Senator Patty Murray convened an education roundtable at North Seattle College Thursday to draw attention to what she characterises as significant cuts to public education funding implemented by the Trump administration, changes she argues will harm students and educational institutions across Washington state and the nation.
“They cut off billions that schools had been counting on to make their budgets work. Many years ago, I was on a school board. We counted on that federal funding,” Murray stated, drawing on her own experience in local education governance to illustrate the importance of federal support for school district operations.
The roundtable included educators from various levels and a former Department of Education employee who described her termination earlier this year as part of broader workforce reductions at the agency.
“I was responsible for canceling millions of dollars in student debt for our most vulnerable borrowers across the country. I was unlawfully fired in March along with 1,400 of my colleagues,” stated Rachel Gittleman, describing mass layoffs that eliminated positions focused on student debt relief programmes serving low-income borrowers.
In the past week, Department of Education Secretary Linda McMahon announced six new interagency partnerships she characterises as streamlining federal bureaucracy by redistributing education responsibilities to other federal agencies and returning greater authority to state governments rather than maintaining centralised federal oversight.
President Trump has repeatedly stated his intention to eliminate the Department of Education entirely, fulfilling a long-standing conservative policy goal of removing federal involvement in education and returning complete control to states and local communities.
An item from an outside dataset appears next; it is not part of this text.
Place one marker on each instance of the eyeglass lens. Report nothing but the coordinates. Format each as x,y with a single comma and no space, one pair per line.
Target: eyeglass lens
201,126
“They wanna take their children back and really teach their children individually. Probably the cost will be half, and the education will be maybe many, many times better,” Trump stated during a press conference, articulating his belief that federal education programmes are inefficient and inferior to local control.
“I have been hearing people say ‘dismantle the Department of Education, get rid of the Department of Education’ in some kind of 10 second soundbite, throwaway line forever, but under this administration, under the Project 2025 agenda, this was a critical part of it, and we are now seeing Trump’s Secretary McMahon put that in place,” Murray stated, connecting current policy changes to the conservative Project 2025 policy blueprint that outlined plans for restructuring or eliminating federal agencies including the Department of Education.
Currently, the federal government provides essential funding for education to local school districts, community colleges, and universities that supplement state and local tax revenues supporting educational operations.
“At Seattle colleges, we get about 31 million of federal funding, both through the Pell grant program, but also some direct grants,” stated Dr. Rachel Solemsaas, President of North Seattle College, quantifying the federal financial support her institution relies upon to serve students, particularly low-income students accessing higher education through Pell grants.
As the policy debate continues circulating through political discourse, local educators argue that eliminating the Department of Education or significantly reducing federal education funding will disproportionately impact students already struggling to access quality education, particularly those from low-income families, students with disabilities who receive federally mandated services, and students attending under-resourced schools in economically disadvantaged communities.
The Department of Education currently administers numerous programmes including Title I funding for schools serving high percentages of low-income students, special education funding mandated by the Individuals with Disabilities Education Act, Pell grants enabling low-income students to attend college, student loan programmes, civil rights enforcement ensuring equal educational access, and research initiatives studying educational effectiveness. Eliminating the department would require either transferring these functions to other agencies, devolving them entirely to states, or eliminating them altogether.